Staying updated on the rapidly evolving generative-AI tools can be challenging, and educators may hold divergent (and strong!) views about them. In a previous blog post, we introduced generative-AI technologies, their capabilities, and implications for higher education. While some educators are enthusiastic about incorporating AI into their teaching methodologies, others may harbor doubts, apprehensions, or simply lack interest in exploring these tools. Regardless of one’s stance, understanding the disruptive impact of these technologies is crucial as we grapple with their ethical and pedagogical implications as educators.
In this post, we will explore some considerations for using generative-AI tools in the classroom, including preliminary precautions and ethical concerns. The more we understand these technologies, the better we can adapt to maximize their potential benefits while minimizing their negative impact.
Things to Consider When Using AI-Powered Tools in your Courses
Understand the inevitability of advancing AI technology.
AI, like many other recent technologies (e.g., personal computers or the internet), will continue to advance and not go away. In fact, they will progress and become better than previous models. This is not something we can “outrun.”
Encourage dialogue on the impact of AI in education
Consider discussing AI technology and its implications with your department, colleagues, and students. In what ways will generative-AI tools change the nature of learning outcomes and even careers in your discipline? How are other instructors responding? In what ways can instructors support each other as they each grapple with these questions?

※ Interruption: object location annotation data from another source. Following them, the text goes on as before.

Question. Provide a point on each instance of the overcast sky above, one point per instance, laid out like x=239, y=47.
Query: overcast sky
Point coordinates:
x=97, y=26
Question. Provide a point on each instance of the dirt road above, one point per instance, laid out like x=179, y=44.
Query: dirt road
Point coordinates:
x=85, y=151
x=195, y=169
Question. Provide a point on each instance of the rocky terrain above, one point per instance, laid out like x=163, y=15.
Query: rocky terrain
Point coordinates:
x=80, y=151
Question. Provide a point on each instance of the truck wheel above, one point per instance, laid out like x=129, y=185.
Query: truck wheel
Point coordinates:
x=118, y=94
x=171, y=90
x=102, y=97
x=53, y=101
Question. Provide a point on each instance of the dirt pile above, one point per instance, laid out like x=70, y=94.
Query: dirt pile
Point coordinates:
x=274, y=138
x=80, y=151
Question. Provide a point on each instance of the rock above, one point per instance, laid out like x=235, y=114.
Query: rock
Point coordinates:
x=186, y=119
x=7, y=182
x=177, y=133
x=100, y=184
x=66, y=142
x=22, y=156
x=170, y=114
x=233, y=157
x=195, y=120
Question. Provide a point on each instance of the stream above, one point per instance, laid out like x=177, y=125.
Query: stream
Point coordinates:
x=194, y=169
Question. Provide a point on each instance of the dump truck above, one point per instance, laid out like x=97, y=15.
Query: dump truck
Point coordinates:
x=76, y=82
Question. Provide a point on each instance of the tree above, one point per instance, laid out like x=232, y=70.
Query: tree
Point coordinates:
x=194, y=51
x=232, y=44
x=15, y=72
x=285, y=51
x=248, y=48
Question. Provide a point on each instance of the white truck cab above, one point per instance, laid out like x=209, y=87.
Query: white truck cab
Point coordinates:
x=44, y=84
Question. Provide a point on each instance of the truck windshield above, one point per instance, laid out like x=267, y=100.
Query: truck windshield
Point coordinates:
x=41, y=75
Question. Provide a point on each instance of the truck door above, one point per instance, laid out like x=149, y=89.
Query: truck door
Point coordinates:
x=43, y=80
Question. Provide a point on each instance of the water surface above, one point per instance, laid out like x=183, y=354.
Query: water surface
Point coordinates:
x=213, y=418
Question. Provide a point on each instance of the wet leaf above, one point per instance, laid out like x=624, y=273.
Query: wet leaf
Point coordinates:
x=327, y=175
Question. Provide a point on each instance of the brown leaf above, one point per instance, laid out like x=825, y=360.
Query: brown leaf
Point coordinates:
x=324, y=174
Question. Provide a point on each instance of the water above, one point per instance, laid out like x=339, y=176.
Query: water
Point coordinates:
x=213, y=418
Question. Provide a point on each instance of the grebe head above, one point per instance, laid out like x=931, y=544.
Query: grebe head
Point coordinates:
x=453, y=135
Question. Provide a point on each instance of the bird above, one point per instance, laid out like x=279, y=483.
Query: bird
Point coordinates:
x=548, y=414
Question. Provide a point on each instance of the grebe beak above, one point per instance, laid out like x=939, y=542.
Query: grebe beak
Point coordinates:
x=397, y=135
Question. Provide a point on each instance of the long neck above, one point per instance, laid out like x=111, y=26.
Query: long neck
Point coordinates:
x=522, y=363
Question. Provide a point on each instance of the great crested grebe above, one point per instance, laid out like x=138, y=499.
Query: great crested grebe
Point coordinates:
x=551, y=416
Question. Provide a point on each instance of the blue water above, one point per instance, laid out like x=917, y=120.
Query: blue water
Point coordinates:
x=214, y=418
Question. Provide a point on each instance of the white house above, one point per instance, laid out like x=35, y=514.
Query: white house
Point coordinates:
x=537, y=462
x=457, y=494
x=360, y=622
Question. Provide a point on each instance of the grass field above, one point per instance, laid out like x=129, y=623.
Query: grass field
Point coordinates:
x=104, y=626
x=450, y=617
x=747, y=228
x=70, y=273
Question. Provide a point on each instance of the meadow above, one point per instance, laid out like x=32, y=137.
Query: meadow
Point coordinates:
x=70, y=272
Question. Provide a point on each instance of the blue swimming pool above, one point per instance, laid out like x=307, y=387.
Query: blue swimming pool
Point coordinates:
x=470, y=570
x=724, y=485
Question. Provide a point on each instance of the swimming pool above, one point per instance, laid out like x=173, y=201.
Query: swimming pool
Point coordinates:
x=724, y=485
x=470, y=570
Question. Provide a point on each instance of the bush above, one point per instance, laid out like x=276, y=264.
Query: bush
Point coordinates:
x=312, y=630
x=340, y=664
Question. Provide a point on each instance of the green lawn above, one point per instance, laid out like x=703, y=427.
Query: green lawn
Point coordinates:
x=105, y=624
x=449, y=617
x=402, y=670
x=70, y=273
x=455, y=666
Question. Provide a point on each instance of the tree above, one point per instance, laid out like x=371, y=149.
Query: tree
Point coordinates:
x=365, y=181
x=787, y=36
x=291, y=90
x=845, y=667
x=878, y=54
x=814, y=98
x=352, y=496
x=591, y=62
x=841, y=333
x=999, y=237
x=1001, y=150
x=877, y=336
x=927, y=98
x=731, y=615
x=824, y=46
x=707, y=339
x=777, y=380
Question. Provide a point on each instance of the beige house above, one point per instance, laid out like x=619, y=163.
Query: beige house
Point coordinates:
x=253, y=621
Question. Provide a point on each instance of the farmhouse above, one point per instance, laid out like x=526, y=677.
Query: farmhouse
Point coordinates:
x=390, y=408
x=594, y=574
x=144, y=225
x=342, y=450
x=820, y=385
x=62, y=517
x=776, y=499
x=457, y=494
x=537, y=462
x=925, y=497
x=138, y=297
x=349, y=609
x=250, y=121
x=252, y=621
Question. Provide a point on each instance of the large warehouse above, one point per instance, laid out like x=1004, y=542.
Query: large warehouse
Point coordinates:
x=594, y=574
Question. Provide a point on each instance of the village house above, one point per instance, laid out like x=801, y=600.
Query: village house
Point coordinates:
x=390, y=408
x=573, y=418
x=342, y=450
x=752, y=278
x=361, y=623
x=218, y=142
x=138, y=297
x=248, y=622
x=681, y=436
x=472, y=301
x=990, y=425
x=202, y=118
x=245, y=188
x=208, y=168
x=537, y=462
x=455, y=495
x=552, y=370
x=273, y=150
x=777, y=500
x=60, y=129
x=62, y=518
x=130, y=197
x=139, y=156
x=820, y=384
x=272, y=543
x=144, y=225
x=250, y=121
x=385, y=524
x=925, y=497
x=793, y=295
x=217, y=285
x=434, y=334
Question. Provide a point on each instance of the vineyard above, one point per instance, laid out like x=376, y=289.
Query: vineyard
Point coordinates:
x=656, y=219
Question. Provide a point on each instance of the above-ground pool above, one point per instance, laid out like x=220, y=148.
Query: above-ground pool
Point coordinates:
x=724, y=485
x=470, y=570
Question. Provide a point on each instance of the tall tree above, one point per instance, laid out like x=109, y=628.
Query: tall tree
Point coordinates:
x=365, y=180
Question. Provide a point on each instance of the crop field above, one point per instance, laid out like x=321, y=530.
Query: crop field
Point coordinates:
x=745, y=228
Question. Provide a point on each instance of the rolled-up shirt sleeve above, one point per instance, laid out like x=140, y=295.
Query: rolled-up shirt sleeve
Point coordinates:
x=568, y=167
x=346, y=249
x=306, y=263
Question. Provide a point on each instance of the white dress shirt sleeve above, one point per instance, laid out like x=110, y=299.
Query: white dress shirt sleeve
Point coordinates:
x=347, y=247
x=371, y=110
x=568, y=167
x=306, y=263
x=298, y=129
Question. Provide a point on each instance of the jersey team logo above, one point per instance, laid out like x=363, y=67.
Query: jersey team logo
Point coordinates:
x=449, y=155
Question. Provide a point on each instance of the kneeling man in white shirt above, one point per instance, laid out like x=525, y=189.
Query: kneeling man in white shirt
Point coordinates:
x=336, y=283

Provide clear communication with your students on expectations
Whichever camp or situation you may fall into, it is always important to provide students with clear expectations for their use of AI in the classroom. Be specific in your syllabi and assignment descriptions about where and when you will allow or prohibit the use of these tools. You should also make sure whatever guidance you provide is also consistent with UWS Chapter 14 and the communications from our Provost Office. For example statements, view our Syllabus Snippets related to generative-AI.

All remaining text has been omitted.